Mr. Ajuri Ngelale, Spokesperson to the president in a statement, said by the powers vested on the President as established in section 2 (3) of the Economic and Financial Crimes Commission (Establishment) Act, 2004, that “The Chairman and members of the Commission, other than ex-officio members, shall be appointed by the President.”
The President has therefore approved the appointment of Olukoyede to serve as the Executive Chairman of the EFCC for a renewable term of 4 years in the first instance, pending Senate confirmation.
Olukoyede, the statement added is a lawyer with over 22 years of experience as a regulatory compliance consultant and specialist in fraud management and corporate intelligence.
He has extensive experience in the operations of the EFCC, having previously served as Chief of Staff to the Executive Chairman (2016-2018) and Secretary to the Commission (2018-2023), Ngelale, added.
As such, he fulfills the statutory requirement for appointment as Chairman of the EFCC, he said.
Olukoyede’s appointment, the statement further revealed, followed the resignation of the suspended Executive Chairman of the Economic and Financial Crimes Commission (EFCC), Mr. Abdulrasheed Bawa.
Tinubu, has in the same vein approved the appointment of Mr. Muhammad Hassan Hammajoda to serve as the Secretary of the Economic and Financial Crimes Commission (EFCC) for a renewable term of five years in the first instance, pending Senate confirmation.
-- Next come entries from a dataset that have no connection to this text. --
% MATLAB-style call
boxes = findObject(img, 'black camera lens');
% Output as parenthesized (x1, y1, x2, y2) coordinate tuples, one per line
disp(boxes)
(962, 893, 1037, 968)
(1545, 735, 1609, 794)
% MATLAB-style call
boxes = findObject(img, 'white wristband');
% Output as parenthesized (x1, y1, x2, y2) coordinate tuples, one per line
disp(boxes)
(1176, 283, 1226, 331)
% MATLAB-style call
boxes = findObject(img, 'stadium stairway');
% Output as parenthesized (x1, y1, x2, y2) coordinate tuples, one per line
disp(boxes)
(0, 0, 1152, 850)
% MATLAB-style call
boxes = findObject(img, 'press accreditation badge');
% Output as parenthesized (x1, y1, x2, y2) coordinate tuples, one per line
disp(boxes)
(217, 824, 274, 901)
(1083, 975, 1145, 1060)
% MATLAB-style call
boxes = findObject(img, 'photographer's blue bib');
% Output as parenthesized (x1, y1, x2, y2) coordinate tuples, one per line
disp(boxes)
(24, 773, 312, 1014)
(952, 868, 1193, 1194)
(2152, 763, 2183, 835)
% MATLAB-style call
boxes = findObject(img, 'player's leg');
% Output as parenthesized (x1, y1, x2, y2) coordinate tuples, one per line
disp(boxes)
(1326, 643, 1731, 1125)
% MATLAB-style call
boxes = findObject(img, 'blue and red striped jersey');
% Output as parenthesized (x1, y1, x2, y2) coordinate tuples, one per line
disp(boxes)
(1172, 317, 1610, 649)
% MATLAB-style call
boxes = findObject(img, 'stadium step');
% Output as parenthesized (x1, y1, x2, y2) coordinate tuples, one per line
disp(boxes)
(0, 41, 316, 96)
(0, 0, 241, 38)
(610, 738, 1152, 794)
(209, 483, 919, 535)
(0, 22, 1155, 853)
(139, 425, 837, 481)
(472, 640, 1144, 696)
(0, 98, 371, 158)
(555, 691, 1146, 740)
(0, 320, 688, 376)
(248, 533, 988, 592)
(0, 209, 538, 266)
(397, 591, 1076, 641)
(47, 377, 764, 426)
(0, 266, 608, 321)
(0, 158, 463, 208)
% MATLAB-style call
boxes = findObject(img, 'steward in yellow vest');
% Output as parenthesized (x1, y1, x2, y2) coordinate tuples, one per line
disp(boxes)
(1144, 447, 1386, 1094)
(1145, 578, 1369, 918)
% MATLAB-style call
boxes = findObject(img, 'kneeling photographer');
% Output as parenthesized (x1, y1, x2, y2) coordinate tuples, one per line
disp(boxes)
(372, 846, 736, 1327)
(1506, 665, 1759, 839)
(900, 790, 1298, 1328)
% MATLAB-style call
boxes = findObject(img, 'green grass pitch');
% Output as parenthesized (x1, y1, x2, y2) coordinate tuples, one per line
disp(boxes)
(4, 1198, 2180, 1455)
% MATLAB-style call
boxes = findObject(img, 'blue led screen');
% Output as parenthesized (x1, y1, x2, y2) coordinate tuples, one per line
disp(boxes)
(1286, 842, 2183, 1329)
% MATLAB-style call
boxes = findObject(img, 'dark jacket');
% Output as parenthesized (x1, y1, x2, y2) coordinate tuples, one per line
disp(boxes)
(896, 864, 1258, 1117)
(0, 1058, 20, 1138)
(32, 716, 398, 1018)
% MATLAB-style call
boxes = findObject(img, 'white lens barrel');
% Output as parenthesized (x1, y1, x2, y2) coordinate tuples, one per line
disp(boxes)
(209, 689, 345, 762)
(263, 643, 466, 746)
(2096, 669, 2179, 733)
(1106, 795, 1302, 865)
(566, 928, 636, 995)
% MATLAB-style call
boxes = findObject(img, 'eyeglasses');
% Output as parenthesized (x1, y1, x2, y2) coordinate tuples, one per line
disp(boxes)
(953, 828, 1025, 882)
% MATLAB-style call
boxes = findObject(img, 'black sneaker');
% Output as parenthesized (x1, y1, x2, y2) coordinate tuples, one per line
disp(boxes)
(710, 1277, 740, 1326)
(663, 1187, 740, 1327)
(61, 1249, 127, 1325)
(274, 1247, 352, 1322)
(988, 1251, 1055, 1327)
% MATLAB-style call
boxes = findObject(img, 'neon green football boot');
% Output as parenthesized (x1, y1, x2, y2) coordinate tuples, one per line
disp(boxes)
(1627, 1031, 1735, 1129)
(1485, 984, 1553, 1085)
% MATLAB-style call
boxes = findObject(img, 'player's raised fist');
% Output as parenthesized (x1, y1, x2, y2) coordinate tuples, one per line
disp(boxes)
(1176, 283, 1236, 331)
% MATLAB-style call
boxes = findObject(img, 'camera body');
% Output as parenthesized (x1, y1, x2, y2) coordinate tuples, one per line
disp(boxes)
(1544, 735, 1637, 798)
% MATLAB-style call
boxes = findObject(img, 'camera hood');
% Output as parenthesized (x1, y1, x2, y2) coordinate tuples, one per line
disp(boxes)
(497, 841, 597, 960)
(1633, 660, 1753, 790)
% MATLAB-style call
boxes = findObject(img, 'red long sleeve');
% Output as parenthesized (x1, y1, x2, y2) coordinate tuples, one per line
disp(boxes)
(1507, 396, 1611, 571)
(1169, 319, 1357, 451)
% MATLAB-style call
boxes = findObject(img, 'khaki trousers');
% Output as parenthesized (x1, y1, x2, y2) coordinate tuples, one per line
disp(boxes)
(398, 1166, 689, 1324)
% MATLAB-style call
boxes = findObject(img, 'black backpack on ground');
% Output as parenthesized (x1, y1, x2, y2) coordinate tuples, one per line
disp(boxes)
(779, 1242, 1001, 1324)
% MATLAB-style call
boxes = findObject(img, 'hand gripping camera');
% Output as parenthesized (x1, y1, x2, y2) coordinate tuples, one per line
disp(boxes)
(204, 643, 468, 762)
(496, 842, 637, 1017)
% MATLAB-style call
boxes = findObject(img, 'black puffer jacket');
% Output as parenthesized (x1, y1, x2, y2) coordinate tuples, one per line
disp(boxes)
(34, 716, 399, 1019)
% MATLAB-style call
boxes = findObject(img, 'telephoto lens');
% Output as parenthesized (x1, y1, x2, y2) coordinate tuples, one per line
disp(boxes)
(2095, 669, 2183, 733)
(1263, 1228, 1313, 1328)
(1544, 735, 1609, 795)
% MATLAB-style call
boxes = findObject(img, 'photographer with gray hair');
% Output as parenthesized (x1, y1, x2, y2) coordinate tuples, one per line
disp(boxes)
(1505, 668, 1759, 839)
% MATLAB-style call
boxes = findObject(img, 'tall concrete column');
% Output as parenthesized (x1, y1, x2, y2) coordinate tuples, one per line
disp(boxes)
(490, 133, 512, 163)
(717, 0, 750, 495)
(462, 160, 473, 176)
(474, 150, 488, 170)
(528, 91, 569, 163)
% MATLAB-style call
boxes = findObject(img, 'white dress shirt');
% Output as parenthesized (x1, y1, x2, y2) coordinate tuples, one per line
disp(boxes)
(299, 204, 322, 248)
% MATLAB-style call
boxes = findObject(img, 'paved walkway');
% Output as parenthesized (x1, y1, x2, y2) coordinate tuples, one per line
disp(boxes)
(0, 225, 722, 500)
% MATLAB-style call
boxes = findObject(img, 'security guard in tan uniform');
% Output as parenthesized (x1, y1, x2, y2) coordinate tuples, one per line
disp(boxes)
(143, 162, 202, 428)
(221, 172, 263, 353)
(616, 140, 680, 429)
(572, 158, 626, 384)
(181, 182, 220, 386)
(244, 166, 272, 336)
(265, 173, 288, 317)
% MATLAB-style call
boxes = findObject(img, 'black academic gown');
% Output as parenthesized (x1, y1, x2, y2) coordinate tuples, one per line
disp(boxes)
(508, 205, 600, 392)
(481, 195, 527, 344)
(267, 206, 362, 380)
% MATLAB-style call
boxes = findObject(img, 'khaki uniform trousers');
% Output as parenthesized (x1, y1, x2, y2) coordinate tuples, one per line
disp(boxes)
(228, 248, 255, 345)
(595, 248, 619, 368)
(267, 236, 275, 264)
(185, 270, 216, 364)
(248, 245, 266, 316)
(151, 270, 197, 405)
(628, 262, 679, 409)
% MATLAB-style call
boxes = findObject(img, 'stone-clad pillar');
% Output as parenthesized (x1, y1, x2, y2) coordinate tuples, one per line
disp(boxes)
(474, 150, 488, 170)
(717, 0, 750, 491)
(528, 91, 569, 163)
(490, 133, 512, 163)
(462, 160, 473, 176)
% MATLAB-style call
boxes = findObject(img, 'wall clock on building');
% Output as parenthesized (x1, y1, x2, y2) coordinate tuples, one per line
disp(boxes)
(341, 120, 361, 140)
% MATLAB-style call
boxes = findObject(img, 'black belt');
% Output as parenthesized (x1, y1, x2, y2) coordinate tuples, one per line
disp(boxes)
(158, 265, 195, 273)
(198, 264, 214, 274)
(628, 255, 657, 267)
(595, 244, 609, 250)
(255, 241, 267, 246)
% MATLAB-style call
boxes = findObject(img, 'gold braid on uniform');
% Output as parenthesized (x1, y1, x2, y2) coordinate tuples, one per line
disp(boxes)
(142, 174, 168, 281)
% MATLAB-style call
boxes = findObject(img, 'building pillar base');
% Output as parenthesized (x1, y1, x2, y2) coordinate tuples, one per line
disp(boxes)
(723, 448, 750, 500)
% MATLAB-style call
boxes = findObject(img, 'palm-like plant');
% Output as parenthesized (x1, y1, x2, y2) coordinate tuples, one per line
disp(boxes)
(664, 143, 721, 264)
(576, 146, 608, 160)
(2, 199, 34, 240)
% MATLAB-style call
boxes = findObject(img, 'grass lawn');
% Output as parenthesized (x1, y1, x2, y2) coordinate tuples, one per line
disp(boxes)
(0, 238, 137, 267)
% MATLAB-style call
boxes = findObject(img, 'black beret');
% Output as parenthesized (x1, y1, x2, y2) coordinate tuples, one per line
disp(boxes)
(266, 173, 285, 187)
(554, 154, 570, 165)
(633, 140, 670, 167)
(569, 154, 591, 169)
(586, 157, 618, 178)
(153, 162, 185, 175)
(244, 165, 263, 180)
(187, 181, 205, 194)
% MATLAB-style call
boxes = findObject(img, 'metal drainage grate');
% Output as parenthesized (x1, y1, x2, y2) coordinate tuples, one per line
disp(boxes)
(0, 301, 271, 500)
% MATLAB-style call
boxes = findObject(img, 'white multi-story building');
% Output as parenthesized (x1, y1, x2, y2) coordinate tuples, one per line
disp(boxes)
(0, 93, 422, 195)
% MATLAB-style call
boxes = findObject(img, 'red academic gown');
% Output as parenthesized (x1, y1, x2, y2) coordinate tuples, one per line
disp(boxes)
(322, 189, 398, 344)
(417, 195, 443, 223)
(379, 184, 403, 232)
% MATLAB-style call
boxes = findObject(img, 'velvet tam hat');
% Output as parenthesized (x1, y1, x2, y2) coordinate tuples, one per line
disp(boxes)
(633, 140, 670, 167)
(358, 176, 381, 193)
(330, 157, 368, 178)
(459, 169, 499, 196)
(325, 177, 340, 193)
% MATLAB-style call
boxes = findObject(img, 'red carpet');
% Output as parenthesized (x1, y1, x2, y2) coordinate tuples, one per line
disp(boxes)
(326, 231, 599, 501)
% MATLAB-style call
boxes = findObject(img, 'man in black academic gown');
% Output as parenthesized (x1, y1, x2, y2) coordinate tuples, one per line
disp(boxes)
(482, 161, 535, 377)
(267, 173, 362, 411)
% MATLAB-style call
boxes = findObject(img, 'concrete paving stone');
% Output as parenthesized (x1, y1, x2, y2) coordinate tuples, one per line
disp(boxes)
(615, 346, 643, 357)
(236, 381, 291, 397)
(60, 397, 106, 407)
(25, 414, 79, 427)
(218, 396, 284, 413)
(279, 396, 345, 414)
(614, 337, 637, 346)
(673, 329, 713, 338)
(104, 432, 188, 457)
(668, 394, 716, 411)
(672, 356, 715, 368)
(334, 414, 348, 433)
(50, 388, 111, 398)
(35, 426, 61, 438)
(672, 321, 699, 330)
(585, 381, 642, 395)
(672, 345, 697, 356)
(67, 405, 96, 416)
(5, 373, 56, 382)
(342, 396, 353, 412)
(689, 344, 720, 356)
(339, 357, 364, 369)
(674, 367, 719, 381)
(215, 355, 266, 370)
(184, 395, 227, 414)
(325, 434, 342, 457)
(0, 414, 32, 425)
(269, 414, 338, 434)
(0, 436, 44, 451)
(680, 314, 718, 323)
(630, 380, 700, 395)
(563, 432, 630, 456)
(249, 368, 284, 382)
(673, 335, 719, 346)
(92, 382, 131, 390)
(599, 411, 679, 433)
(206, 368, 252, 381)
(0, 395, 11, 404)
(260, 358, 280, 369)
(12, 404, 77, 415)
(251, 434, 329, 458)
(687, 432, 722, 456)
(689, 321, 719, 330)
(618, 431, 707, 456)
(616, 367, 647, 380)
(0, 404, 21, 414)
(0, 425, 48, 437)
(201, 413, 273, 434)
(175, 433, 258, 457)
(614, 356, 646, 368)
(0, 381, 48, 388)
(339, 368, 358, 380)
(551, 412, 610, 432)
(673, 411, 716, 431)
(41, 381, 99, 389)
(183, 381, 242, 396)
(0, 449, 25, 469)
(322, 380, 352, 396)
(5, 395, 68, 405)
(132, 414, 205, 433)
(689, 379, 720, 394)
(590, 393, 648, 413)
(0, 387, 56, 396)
Hammajoda, is a public administrator with extensive experience in public finance management who holds a Bachelor of Science degree in Accounting from the University of Maiduguri and a Masters in Business Administration from the same university.
He began his career as a lecturer at the Federal Polytechnic, Mubi. From there, he went into banking, including successful stints at the defunct Allied Bank and Standard Trust Bank.
President Tinubu tasks the new leadership of the Economic and Financial Crimes Commission (EFCC) to justify the confidence given to them in this important national assignment as a newly invigorated war on corruption undertaken through a reformed institutional architecture in the anti-corruption sector remains a central pillar of the President’s Renewed Hope agenda.